No dia 6 de novembro, a decisão do TRF1 desconsiderou estudos e pareceres técnicos de cientistas brasileiros que denunciam o extrativismo da prática
por conta da inexistência de uma cadeia produtiva de jumentos no Brasil. PhDs de várias especialidades da medicina animal decretaram, em documento público, o Estado de Emergência dos jumentos nordestinos, com previsão de extinção da espécie até 2030 se o abate continuar. Segundo a carta, a atividade depende exclusivamente da captura dos animais em ambiente natural, em um modelo que impede controle populacional e reposição da espécie. O grupo destaca que a espécie se aproxima do “ponto de não retorno”, com perda irreversível de um patrimônio genético único.
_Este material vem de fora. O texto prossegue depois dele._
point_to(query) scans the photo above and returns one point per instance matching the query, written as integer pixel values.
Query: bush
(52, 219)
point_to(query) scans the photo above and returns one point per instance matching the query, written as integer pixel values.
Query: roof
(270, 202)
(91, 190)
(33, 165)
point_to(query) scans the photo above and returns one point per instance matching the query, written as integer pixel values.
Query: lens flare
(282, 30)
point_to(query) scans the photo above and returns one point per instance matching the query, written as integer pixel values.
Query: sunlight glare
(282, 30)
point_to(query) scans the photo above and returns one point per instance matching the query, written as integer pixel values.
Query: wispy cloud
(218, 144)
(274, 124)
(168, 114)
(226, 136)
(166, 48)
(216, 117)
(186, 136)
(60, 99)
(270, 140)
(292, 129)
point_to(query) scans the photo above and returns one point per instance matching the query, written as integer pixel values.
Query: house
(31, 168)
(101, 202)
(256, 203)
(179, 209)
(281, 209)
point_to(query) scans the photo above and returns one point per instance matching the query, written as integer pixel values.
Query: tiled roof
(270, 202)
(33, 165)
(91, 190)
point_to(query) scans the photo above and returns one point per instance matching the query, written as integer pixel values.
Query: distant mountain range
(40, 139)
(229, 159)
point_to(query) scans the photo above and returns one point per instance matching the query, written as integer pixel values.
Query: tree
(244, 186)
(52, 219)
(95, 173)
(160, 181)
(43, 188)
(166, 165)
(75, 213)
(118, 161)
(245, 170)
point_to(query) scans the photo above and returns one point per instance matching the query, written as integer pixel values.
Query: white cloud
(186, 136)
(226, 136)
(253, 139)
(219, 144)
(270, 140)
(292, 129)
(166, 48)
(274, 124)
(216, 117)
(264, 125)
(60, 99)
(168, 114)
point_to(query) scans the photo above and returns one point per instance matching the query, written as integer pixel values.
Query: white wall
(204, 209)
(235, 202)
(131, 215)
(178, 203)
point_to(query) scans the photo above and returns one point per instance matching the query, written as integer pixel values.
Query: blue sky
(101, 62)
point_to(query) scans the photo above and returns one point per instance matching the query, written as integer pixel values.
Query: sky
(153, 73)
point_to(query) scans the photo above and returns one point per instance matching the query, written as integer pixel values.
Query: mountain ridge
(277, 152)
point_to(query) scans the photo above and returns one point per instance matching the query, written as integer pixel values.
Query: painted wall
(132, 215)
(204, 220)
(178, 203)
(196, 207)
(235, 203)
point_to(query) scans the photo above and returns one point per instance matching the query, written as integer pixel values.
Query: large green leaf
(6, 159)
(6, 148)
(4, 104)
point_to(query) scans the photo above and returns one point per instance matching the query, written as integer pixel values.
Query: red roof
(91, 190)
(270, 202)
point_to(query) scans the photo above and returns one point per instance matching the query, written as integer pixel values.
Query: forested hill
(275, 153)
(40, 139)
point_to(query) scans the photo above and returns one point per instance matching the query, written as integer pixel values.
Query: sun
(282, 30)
O documento dos cientistas também reforça o papel ecológico e a importância da diversidade genética dos jumentos, além de apontar falhas sanitárias e irregularidades trabalhistas associadas ao abate, como trabalho infantil e condições análogas à escravidão já identificadas pelo Ministério Público da Bahia.
O Fórum Nacional de Proteção e Defesa Animal (FNPDA), como uma das organizações autoras da ação pública contra o abate, vê com extrema preocupação a manutenção da atividade. “A decisão desconsidera evidências científicas sólidas: não há base técnica, sanitária ou econômica que justifique essa atividade. O país não pode permitir que uma espécie importante caminhe para o desaparecimento”, pontua Vânia Nunes, sanitarista, com pós-graduação em Medicina Veterinária Legal e bem estar animal pelo Cambridge Institute, e diretora técnica do FNPDA.
Apesar dos alertas científicos, o TRF1 argumentou que a suspensão poderia prejudicar uma suposta cadeia produtiva e afetar exportações. Contudo, um estudo econômico realizado por Roberto Arruda de Souza Lima, professor da ESALQ-USP, contradiz essa avaliação: o setor representa menos de 0,000003% das exportações brasileiras e não gerou impacto econômico relevante em municípios com abatedouros, como Amargosa (BA). O levantamento mostra ainda que os empreendimentos operam com prejuízo de cerca de 25% e são inviáveis do ponto de vista econômico e ambiental.
“A continuidade do abate de jumentos ignora evidências técnicas e jurídicas: trata-se de uma atividade inviável e marcada por graves irregularidades”, afirma Gislane Brandão, advogada e coordenadora da Frente Nacional de Defesa dos Jumentos.
O abate ganhou impulso no Brasil a partir de 2018, motivado pela exportação de peles para a produção de ejiao, substância usada na medicina tradicional chinesa. Desde então, a prática tem sido acompanhada de denúncias sanitárias, crimes ambientais e declínio populacional acelerado.